Ford Credit Shows Steep Decline in Charge-Offs
DEARBORN, Mich. — In reporting its second quarter results, Ford Credit revealed that charge-offs have decreased significantly. For the quarter, total charge-offs came in at $41 million, compared to $86 million in the same period of 2010.
Breaking it down even further, Ford Credit said retail installment and lease charge-offs were $41 million in the second quarter, compared to $79 million in the previous year. Wholesale charge-offs accounted for $6 million, compared to $5 million.
The company's total loss to receivable ratio was 0.23 percent for the second quarter, compared to 0.39 percent in the same period of last year.
For the first half of the year, total charge-offs reached $104 million, compared to $219 million in the prior year.
Retail installment and lease charge-offs came in at $2 million for the first half, compared to zero in the same period of 2010. For wholesale charge-offs, they were at $2 million, compared to negative $3 million a year ago.
The overall total loss to receivable ratio for the first half of the year came in at 0.25 percent, compared to 0.49 percent in 2010.
When it comes to contract placements for new and used vehicles, this figure is creeping back up.
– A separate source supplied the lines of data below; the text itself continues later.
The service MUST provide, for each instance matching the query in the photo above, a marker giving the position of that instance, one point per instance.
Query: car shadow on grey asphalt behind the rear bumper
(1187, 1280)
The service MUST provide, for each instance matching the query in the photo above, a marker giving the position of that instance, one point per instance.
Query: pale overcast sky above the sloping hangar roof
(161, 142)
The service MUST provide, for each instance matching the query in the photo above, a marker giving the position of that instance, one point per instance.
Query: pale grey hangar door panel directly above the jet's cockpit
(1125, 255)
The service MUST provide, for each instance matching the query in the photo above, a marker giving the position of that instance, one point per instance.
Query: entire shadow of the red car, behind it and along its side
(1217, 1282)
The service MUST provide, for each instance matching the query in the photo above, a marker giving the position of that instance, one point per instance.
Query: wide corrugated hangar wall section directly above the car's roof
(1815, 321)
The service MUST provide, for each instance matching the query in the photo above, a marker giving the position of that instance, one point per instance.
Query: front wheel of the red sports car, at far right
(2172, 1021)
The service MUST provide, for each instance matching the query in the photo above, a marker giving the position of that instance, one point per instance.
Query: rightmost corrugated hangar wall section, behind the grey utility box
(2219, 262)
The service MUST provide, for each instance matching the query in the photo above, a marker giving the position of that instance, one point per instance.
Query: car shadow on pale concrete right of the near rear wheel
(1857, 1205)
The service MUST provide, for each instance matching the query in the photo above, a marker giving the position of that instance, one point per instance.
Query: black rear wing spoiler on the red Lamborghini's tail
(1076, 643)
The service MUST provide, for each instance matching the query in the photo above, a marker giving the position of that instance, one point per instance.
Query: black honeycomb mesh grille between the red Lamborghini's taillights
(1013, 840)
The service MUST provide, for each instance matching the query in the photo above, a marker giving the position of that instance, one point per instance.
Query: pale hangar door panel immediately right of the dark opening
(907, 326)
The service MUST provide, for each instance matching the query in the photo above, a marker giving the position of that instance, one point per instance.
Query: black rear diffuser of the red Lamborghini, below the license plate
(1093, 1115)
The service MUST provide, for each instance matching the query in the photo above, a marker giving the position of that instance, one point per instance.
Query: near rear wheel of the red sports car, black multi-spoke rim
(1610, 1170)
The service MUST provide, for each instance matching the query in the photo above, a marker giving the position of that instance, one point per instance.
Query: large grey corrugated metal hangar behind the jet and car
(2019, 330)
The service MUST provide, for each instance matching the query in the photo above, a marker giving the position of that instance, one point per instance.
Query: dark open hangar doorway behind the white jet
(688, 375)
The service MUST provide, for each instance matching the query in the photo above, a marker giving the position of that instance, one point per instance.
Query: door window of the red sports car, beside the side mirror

For the U.S., 219,000 contracts were placed during the quarter, compared to 181,000 in the second quarter of last year.
For the first half of the year, 418,000 was the company's contract placement volume, compared to 356,000 in the prior year.
Looking at Canada, contract placement volume for new and used was at 29,000, compared to 28,000 in the 2010 second quarter.
For the first half, Canadian contract placement volume was 55,000, as compared to 45,000 in 2010.
Full North American volume came in at 248,000, compared to 209,000 in the same quarter of last year.
For the first half, North American contract placement volume was 473,000, compared to 401,000.
Overall, the company reported net income of $383 million for the quarter, down $173 million from a year earlier.
On a pre-tax basis, the company earned $604 million, compared to $888 million in the prior year.
According to management, declines in pre-tax earnings are due to lower credit loss reserve reductions and the non-recurrence of lower lease depreciation expense of the "same magnitude of 2010."
"Ford Credit's business continues to perform well, with low credit losses and strong originations capability," pointed out Mike Bannister, chairman and chief executive officer.
"We continue to succeed in our mission to support Ford sales," he added.
As of June 30, Ford Credit's net receivables came in at $84 billion, compared to $81 billion at year-end 2010.
Meanwhile, managed receivables came in at $86 billion, up from $83 billion at the end of 2010.
"The higher receivables were primarily due to changes in currency exchange rates," management highlighted.
Also, as of June 30, the company's managed leverage was 7.5 to 1. In the second quarter, the company distributed $1 billion to its parent Ford.
For the full year, management revealed they expect to be "solidly profitable but at a lower level than in 2010."
"At year-end 2011, managed receivables are anticipated to be in the range of $82 to $87 billion. Through June 30, 2011, Ford Credit has paid $1.9 billion in distributions to its parent and expects to pay a total of about $3 billion for full-year 2011," management concluded.